The close link between Australia’s major coal lobby and the prime minister’s office under the Coalition government runs ever deeper, whoever the leader is at the time.
The chief of staff of new prime minister Scott Morisson is John Kunkel, the former deputy CEO of the Minerals Council of Australia, the same group that thoughtfully provided a lacquered lump of coal for the then Treasurer to wave around parliament in February last year in the middle of a drought.
Morrison was obviously impressed, and has appointed one of the country’s leading anti-wind campaigns as his new energy minister, splitting the portfolio from environment. The new environment minister is a former lawyer for a mining company.
Kunkel served as deputy CEO of the Minerals Council for 6 years and four months before spending two years as head of government affairs (a political lobbying position) for the country’s biggest coal producers, Rio Tinto.
Kunkel is a recent addition to the team, joining then Treasurer Morrison’s office in June this year.
Kunkel’s key role continues the close connection and the merry-go-round of advisors between the Minerals Council and key policy advisory positions in the Coalition government.
One of Malcolm Turnbull’s key advisors as prime minister was Sid Marris, who was a former policy officer at the Minerals Council.
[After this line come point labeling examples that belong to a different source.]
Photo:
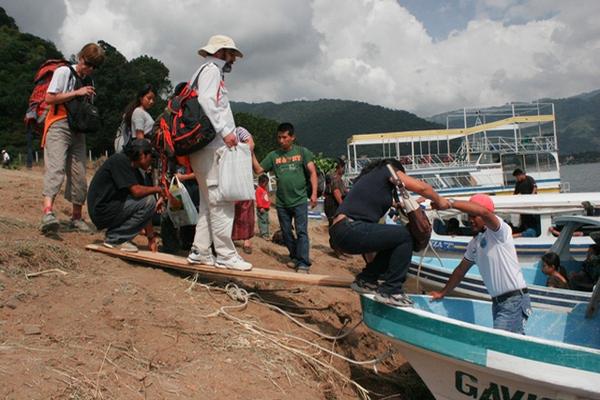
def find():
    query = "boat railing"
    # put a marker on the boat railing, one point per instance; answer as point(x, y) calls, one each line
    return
point(423, 162)
point(504, 145)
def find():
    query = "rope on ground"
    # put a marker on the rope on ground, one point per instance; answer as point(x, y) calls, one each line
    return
point(243, 296)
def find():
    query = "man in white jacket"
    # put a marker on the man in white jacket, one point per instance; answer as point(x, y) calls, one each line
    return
point(215, 218)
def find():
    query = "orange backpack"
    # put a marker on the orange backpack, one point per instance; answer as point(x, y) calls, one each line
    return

The man who replaced him as head of environment and climate policy at the Minerals Council is Patrick Gibbons, who was the former advisor to then environment minister Greg Hunt, who made a run as deputy to failed leadership candidate Peter Dutton and got knocked out by his good fried Josh Frydenberg, now deputy leader and Treasurer.
Marris worked for nearly 9 years at the Minerals Council, and had previously been The Australian newspaper’s Canberra bureau chief.
Turnbull’s most recent chief of staff was Clive Mathieson, a former editor of The Australian. Ironic perhaps, that Turnbull should refuse to take questions from The Australian’s reporters at his last press conference on Friday.
Kunkel’s previous work includes with former consultancy Concept Economics, headed by two of the most ferocious opponents of climate action and renewable energy schemes, Henry Ergas and Brian Fisher, who was on Tony Abbott’s panel reviewing the renewable energy target.
Fisher, who now runs BAEconomics, last year presented a report to the Minerals Council about the level of subsidies to renewable energy in Australia.
Although vastly inflating the actual number and level of subsidies, that assessment has now become a standard “alternative fact” constantly referred to by the Murdoch media, the Coalition, and even at times by the ABC.
By a curious coincidence, that report for the Minerals Council was posted on the BAEconomics website (February 8) on the very same day that Morrison waved around and then coddled the lump of coal delivered to him by the Minerals Council.